Bischof Eleganti entgegnete, dass das Fehlen einer erklärten Absicht, mit dem Vatikan zu brechen, nichts an der objektiven Natur des Aktes ändern würde:
"Eine fragwürdige Absicht zu erklären, ist nicht hilfreich", sagte Bischof Eleganti. "Das ist ein Trick, um totale Autonomie zu praktizieren und gleichzeitig so zu tun, als ob man mit dem Papst im Bunde wäre. Das ist in Wirklichkeit nicht der Fall, solange der Papst diese Weihen nicht akzeptiert oder autorisiert."
Hauptargument: "Es geht nicht darum, was sie behaupten oder deklarieren, sondern um die Fakten, die sie schaffen", sagte Bischof Eleganti. "Es geht nicht in erster Linie um Absichten, sondern um objektive Fakten und Verhaltensweisen."

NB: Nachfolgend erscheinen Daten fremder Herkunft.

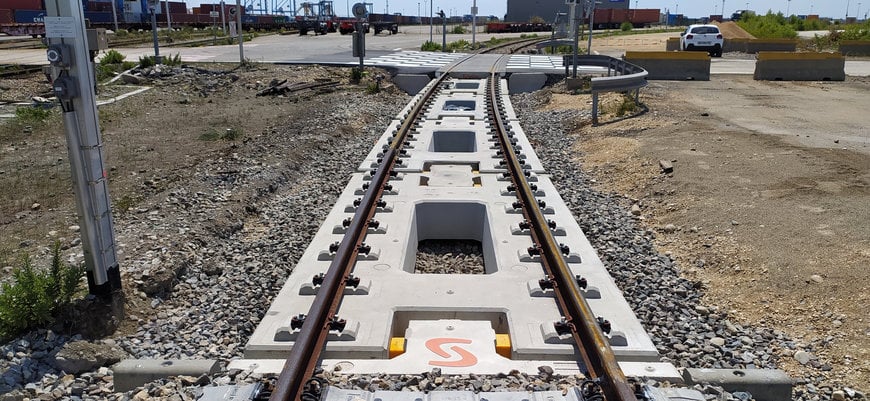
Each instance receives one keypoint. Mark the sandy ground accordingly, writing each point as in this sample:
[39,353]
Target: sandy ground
[769,198]
[769,194]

Bischof Eleganti fasst zusammen, dass die FSSPX mit voller Autonomie ohne päpstliches Mandat agiert, mit Bischöfen arbeitet, die nicht in Union mit dem Papst und dem bischöflichen Kollegium stehen, Hunderte von Priestern unterhält, die nicht in Diözesen inkardiniert sind und in einem "juristischen Nirwana" existiert.
Für ihn ähneln die Strukturen der Bruderschaft einer Parallelkirche: "Sie behaupten, keine Kirche neben der Kirche zu wollen, während sie eine solche schaffen und sich so verhalten, dass sie genau dem entspricht."
Bischof Schneider diente als offizieller Besucher des Heiligen Stuhls bei der FSSPX unter Papst Franziskus. In mehreren Interviews deutete er an, dass Leo XIV. die geplanten Konsekrationen als Versöhnungsschritt genehmigen könnte.